Planning documents called for an aircraft that "leapfrogs state-of-the-art." The X-44 was designed by Lockheed Martin to demonstrate the feasibility of an aircraft controlled by vectored thrust alone. The X-44 design had a reduced radar signature (due to lack of tail and vertical stabilizers) and was made more efficient by eliminating the tail and rudder surfaces, and instead using thrust vectors to provide yaw, pitch and roll control.

The X-44 MANTA design was based on the F-22. The engine and fuselage would be carried over to the X-44. Major differences included the delta wing shape and tail-less design.

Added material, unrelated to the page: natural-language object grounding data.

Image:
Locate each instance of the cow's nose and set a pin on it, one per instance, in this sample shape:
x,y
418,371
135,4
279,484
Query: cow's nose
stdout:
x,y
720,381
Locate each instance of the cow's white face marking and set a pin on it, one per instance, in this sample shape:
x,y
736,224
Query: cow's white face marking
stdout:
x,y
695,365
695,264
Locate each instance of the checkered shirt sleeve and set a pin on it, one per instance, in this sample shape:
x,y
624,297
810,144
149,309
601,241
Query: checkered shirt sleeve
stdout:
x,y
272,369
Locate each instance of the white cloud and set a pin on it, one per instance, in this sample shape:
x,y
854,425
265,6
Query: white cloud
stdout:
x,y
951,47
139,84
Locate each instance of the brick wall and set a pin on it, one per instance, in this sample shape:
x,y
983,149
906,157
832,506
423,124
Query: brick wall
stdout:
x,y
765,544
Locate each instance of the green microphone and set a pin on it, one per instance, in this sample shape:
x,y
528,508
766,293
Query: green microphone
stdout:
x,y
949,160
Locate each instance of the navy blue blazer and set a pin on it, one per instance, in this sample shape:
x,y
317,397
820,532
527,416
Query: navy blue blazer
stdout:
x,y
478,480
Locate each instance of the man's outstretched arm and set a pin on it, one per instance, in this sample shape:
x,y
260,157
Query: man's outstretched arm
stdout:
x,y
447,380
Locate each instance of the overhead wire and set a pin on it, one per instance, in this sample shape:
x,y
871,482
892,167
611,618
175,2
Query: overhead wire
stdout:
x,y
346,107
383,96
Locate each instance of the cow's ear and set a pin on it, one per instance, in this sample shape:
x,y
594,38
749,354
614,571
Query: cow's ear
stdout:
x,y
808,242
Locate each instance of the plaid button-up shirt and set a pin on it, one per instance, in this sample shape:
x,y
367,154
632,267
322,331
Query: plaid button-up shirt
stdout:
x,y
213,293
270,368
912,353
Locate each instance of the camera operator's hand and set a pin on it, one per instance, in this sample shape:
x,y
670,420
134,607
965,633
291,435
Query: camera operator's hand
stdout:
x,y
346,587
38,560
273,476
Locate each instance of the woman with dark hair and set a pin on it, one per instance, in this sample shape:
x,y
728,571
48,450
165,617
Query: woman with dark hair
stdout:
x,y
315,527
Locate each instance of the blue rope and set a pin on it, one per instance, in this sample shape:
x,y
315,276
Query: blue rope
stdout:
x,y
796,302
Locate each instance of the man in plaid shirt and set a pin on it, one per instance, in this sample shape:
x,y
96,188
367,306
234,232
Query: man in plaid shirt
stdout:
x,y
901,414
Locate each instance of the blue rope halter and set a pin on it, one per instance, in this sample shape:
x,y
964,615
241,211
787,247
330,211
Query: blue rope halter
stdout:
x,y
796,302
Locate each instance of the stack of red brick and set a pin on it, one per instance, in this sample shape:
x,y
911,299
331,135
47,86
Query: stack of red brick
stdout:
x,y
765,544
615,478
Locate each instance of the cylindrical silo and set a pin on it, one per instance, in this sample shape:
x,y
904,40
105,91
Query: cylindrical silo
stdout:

Plans called for the elimination of flight control surfaces. Yaw, pitch and roll authority would be accomplished through thrust-vectoring, possibly by modifying the extant 2-D vectoring nozzles of the F-22. These changes would in effect be combining the control and propulsion systems. The X-44 MANTA would have a greater fuel capacity than the F-22, due to its larger delta wing design. The MANTA was designed to have reduced mechanical complexity, increased fuel efficiency and greater agility.